MOSUL, Iraq -- U.S.-backed Iraqi forces fought their way Tuesday into the heart of western Mosul, storming the government complex in this part of the city but quickly pulled back in the face of heavy fire from the Islamic State of Iraq and Syria (ISIS).

Earlier in the morning, Lt. Gen. Abdul-Amir Rasheed Yar Allah said the troops hoisted an Iraqi flag on the complex of buildings in the Dawasa neighborhood, hailing as heroes the federal police units behind the taking of the area.

But by noon, troops on the ground said the complex had not yet been secured and that they were facing a wave of intense ISIS counterattacks.

Sgt. Azam Ibrahim, of the federal police, was one of the first troops to storm the Mosul government complex. His unit then retreated to a base on the edge of Mosul’s Tayran neighborhood, saying the clashes were still underway at the complex later Tuesday.

“We were pulled back because we had killed and wounded,” Ibrahim told The Associated Press. “The (Iraqi) forces there are surrounded, the Humvees cannot reach them, nor can the ambulances.”

The consistent advance - more than two weeks since the new push started to clear Mosul’s western side of ISIS militants - has been a major blow to the extremists who once controlled nearly a third of Iraq.

Iraqi security forces advance during fighting against ISIS fighters in western Mosul, Iraq, on March 6, 2017 AP

Iraqi forces declared eastern Mosul “fully liberated” in January after officially launching the operation to retake the city in October.

A U.S.general in the international coalition in Iraq says ISIS forces defending western Mosul are disorganized and some foreign fighters are trying to leave the city, the Reuters news agency reports. U.S. Air Force Brigadier General Matthew Isler said ISIS operational leaders and foreign fighters were withdrawing from the battlefield, leaving local militants to fend off advances by Iraqi forces.

Yar Allah, who commands the army operations in Ninevah, where Mosul is the provincial capital, said the troops now also control the western side of a second bridge across the Tigris River, known as Hurriyah Bridge.

Last week, the troops reached the first bridge from the south in western Mosul, known locally as the 4th Bridge. U.S.-led airstrikes disabled all of Mosul’s five bridges last year in a bid to isolate the militants.

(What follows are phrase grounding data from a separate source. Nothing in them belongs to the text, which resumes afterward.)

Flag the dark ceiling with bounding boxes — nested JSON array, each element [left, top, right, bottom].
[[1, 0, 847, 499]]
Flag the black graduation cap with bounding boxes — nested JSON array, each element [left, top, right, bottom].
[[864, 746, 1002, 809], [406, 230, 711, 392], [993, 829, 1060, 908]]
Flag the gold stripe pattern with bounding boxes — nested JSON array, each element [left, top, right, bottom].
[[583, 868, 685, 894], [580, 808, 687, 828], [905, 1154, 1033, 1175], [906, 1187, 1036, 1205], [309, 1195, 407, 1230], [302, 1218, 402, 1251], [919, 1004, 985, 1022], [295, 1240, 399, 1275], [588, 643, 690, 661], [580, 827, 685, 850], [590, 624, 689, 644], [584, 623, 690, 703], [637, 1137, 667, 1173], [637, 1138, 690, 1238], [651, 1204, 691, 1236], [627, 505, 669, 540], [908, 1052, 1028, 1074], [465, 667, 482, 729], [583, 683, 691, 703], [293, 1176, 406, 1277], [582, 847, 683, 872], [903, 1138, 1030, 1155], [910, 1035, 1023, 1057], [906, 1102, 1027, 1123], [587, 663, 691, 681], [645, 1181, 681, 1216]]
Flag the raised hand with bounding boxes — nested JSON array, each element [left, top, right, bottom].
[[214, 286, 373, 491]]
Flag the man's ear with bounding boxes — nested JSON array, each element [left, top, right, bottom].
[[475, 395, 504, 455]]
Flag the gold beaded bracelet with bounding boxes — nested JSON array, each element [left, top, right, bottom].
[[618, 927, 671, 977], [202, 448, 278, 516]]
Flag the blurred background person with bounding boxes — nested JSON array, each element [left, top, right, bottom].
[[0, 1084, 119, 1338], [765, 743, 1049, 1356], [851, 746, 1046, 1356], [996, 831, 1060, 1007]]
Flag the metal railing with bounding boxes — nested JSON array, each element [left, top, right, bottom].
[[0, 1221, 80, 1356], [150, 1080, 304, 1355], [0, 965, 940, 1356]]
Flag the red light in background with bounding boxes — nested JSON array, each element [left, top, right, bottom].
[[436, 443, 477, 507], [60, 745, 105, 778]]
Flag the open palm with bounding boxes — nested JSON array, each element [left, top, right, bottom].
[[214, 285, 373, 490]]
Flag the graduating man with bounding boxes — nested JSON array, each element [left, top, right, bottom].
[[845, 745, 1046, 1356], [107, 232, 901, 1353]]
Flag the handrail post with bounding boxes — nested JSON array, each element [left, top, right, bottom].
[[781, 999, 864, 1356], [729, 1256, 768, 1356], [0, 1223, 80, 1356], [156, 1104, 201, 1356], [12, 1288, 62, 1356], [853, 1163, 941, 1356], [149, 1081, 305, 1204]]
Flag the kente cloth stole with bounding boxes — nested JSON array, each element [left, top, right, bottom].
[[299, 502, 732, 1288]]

A private broadcaster, Lebanon-based Al-Mayadeen, aired live footage from Mosul, with thick black smokes rising from different areas as gunfire rattled. The TV footage also showed what it said were explosions from two suicide attacks carried out by ISIS militants against the security forces.

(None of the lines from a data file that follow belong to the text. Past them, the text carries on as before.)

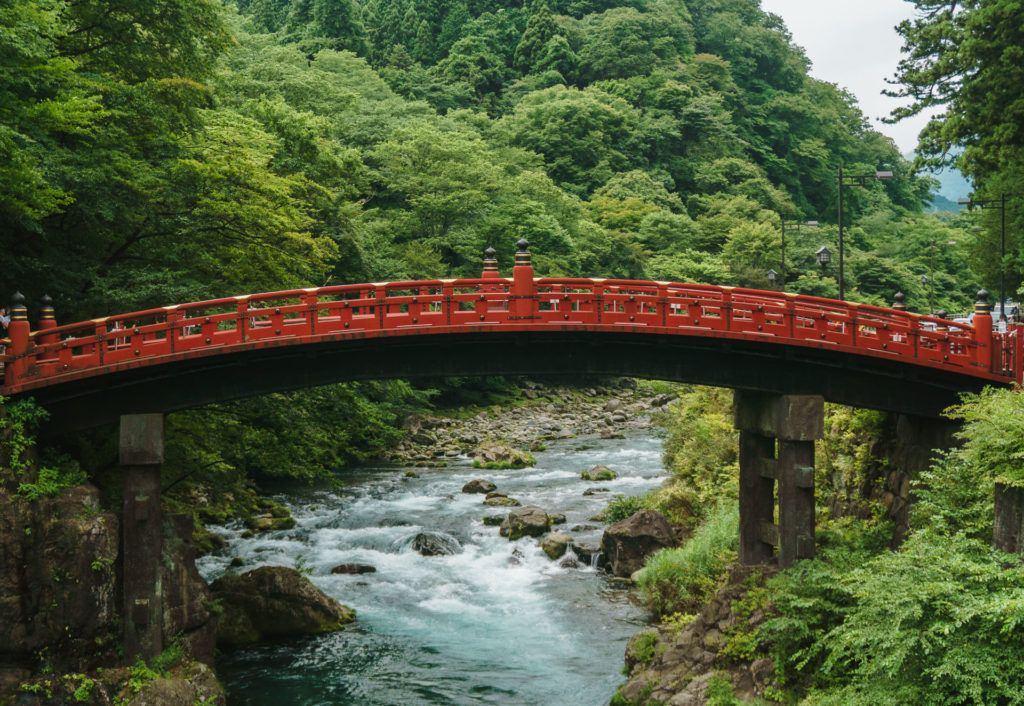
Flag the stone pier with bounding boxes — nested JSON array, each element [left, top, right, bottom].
[[120, 413, 165, 662], [735, 392, 824, 568]]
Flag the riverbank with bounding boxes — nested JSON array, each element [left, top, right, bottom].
[[387, 380, 678, 466]]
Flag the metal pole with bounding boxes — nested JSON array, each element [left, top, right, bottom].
[[838, 165, 845, 301], [1001, 193, 1007, 322], [781, 219, 786, 287]]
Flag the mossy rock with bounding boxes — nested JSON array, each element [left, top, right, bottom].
[[472, 445, 536, 469], [581, 465, 618, 481], [482, 515, 506, 526]]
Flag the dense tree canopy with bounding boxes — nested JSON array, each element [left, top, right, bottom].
[[892, 0, 1024, 301]]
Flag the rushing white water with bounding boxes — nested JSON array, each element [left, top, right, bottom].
[[200, 431, 667, 705]]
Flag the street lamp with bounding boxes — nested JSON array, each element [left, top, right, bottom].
[[767, 268, 778, 288], [958, 194, 1010, 321], [838, 166, 894, 300], [778, 217, 818, 287], [816, 245, 832, 271], [920, 274, 932, 314]]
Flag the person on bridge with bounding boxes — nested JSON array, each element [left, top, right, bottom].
[[0, 306, 8, 370]]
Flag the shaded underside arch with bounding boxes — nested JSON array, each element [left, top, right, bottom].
[[23, 330, 1002, 435]]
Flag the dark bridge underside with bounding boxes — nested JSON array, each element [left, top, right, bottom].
[[24, 330, 1001, 434]]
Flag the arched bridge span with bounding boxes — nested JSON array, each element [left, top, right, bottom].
[[3, 244, 1020, 432], [6, 242, 1022, 662]]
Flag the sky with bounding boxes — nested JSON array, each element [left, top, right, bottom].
[[759, 0, 931, 155]]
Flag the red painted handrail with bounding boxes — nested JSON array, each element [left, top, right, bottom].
[[2, 276, 1020, 396]]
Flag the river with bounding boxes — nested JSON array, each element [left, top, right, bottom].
[[198, 430, 667, 706]]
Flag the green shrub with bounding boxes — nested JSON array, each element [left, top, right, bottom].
[[0, 397, 86, 499], [636, 500, 738, 617], [947, 386, 1024, 487], [760, 527, 1024, 705], [605, 494, 653, 523], [659, 387, 738, 505], [16, 456, 87, 500], [629, 631, 658, 669], [912, 450, 993, 540]]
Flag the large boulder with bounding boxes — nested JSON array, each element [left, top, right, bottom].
[[211, 566, 355, 648], [600, 510, 676, 578], [472, 445, 535, 469], [581, 465, 617, 481], [462, 479, 497, 494], [500, 506, 551, 540]]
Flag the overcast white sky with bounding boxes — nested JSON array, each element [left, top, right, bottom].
[[759, 0, 932, 154]]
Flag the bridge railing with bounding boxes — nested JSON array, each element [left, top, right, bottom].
[[3, 274, 1019, 394]]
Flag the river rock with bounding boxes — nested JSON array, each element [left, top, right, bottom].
[[548, 513, 567, 525], [482, 514, 506, 526], [484, 495, 521, 507], [540, 532, 573, 560], [604, 399, 624, 412], [500, 506, 551, 540], [211, 566, 355, 648], [582, 487, 609, 496], [410, 531, 462, 556], [331, 563, 377, 575], [472, 445, 535, 469], [559, 555, 582, 569], [581, 465, 617, 481], [572, 542, 602, 566], [600, 510, 676, 578], [462, 479, 497, 494]]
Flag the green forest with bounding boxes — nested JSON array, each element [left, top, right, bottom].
[[4, 0, 1024, 704]]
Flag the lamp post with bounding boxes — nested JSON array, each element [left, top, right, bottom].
[[921, 274, 932, 314], [816, 245, 832, 273], [838, 166, 894, 301], [778, 217, 819, 288], [767, 269, 778, 289], [958, 194, 1010, 321]]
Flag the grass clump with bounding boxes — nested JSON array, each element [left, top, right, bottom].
[[636, 500, 738, 617], [605, 494, 654, 523]]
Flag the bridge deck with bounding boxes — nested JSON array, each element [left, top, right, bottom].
[[3, 274, 1019, 429]]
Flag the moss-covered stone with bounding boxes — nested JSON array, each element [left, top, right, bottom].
[[581, 465, 618, 481], [472, 445, 536, 469]]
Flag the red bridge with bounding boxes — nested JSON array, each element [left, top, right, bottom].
[[7, 240, 1021, 661], [3, 241, 1020, 431]]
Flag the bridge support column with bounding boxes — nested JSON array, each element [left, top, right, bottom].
[[120, 413, 165, 663], [735, 392, 824, 568]]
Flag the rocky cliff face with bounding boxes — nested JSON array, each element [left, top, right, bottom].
[[0, 485, 120, 691], [0, 485, 220, 705], [615, 566, 778, 706]]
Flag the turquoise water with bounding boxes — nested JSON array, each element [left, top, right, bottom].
[[200, 432, 666, 706]]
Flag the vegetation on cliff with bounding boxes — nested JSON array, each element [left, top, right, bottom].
[[621, 385, 1024, 705]]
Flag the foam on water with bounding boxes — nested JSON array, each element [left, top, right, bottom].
[[205, 430, 667, 706]]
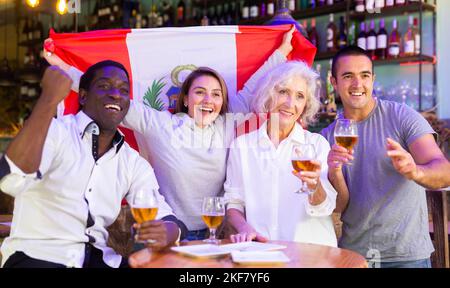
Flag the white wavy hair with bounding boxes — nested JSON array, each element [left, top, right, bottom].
[[250, 61, 321, 126]]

The footage also shows the city’s iconic 840-year-old “Crooked Minaret,” which leans somewhat like Italy’s Tower of Pisa.

Unlike other heritage and archaeological sites in and around Mosul, ISIS couldn’t destroy it as residents formed a human chain around it to protect it when ISIS came to blow it up.

Meanwhile on Tuesday, the United Nations said that by Sunday, it had registered about 42,000 people who had fled their homes in western Mosul since the start of the operation last month. The U.N. Office for Humanitarian Coordination, OCHA, said in a statement that 13,350 people fled to government-run areas in one day alone.

The troops expect to encounter far more fleeing civilians once they enter deeper into the more densely populated part of the city. The U.N. estimates that about 750,000 civilians are still trapped in their houses in Mosul’s western side.

Mosul is Iraq’s second-largest city, and its western half - the Tigris divides the city into an eastern and a western sections - is the last significant urban area held by ISIS in the country. Mosul fell to ISIS in the summer of 2014, along with large swaths of northern and western Iraq.